In a recent newsletter, I provided a short list of what to say no to this year. Here are a few more tips and how and why it’s ok to say no:
- Be direct, such as “no, I can’t” or “no, I don’t want to.”
- Offer a solution or suggest a person or tool that could help the asker.
- Apologies and all sorts of reasons for your answer is not required.
- Don’t lie. Lying will most likely lead to guilt — and remember, this is what you are trying to avoid feeling.
- Remember that it is better to say no now than be resentful later.
- Be polite, such as “Thanks for asking” or “I’m flattered that you thought of me”.
- Practice saying no.

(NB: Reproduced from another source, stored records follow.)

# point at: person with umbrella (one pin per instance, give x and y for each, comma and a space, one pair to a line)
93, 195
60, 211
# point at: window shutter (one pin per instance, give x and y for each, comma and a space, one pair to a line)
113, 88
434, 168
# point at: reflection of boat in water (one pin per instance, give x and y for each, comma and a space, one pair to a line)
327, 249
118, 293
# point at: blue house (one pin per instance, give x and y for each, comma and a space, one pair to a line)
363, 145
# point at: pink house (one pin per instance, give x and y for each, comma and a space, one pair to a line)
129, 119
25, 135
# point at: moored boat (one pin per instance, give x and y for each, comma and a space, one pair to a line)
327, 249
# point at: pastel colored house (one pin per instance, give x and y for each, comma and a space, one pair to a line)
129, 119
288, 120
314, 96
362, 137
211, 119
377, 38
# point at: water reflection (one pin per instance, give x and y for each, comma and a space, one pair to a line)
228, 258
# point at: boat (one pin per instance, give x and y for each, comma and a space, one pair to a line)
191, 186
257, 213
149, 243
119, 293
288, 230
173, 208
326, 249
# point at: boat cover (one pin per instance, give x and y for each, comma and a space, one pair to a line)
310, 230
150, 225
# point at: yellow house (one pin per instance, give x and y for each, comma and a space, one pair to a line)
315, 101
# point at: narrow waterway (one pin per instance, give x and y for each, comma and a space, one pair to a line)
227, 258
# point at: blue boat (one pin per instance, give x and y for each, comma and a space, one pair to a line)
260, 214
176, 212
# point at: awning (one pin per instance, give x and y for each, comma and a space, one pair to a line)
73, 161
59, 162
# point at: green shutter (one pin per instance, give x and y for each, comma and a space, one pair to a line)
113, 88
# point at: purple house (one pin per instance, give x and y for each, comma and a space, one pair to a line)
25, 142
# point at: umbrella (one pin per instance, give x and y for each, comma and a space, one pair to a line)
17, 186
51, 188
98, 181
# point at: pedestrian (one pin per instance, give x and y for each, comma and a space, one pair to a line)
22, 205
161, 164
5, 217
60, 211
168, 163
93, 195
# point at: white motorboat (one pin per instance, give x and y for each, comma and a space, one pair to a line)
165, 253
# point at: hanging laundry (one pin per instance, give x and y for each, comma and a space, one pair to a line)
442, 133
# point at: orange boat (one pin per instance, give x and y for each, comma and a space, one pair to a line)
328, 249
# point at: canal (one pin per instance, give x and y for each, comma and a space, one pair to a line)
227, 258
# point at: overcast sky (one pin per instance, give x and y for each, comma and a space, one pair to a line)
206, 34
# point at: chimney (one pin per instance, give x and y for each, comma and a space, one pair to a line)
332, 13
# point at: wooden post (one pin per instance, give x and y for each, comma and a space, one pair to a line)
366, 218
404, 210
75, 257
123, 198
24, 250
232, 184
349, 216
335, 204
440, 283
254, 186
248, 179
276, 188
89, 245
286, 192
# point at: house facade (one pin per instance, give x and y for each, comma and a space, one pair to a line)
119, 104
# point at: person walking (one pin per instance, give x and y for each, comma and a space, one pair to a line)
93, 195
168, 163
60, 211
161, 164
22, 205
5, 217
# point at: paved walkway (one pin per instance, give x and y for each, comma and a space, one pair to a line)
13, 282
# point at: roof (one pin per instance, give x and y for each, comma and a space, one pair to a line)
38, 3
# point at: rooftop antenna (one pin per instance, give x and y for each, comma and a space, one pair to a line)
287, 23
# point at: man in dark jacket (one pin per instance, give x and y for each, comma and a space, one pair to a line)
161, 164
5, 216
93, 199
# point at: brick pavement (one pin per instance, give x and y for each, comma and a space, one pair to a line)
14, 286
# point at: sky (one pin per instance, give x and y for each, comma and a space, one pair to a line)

Imagine a scenario and then practice saying no either by yourself or with a friend. This will get you feeling a lot more comfortable with saying no.
- Don’t say, “I’ll think about it” if you don’t want to do it. This will just prolong the situation and make you feel even more stressed.
Saying “no” is a part of being a working professional. But there is a right way to do it: Make the reason for your rejection known and, if you can, offer a solution or alternative. That way, you don’t have to sacrifice on the quality of your work or over-schedule yourself. Everyone involved knows what to expect and you’ll be viewed as a resource.
Remember that your self-worth does not depend on how much you do for other people.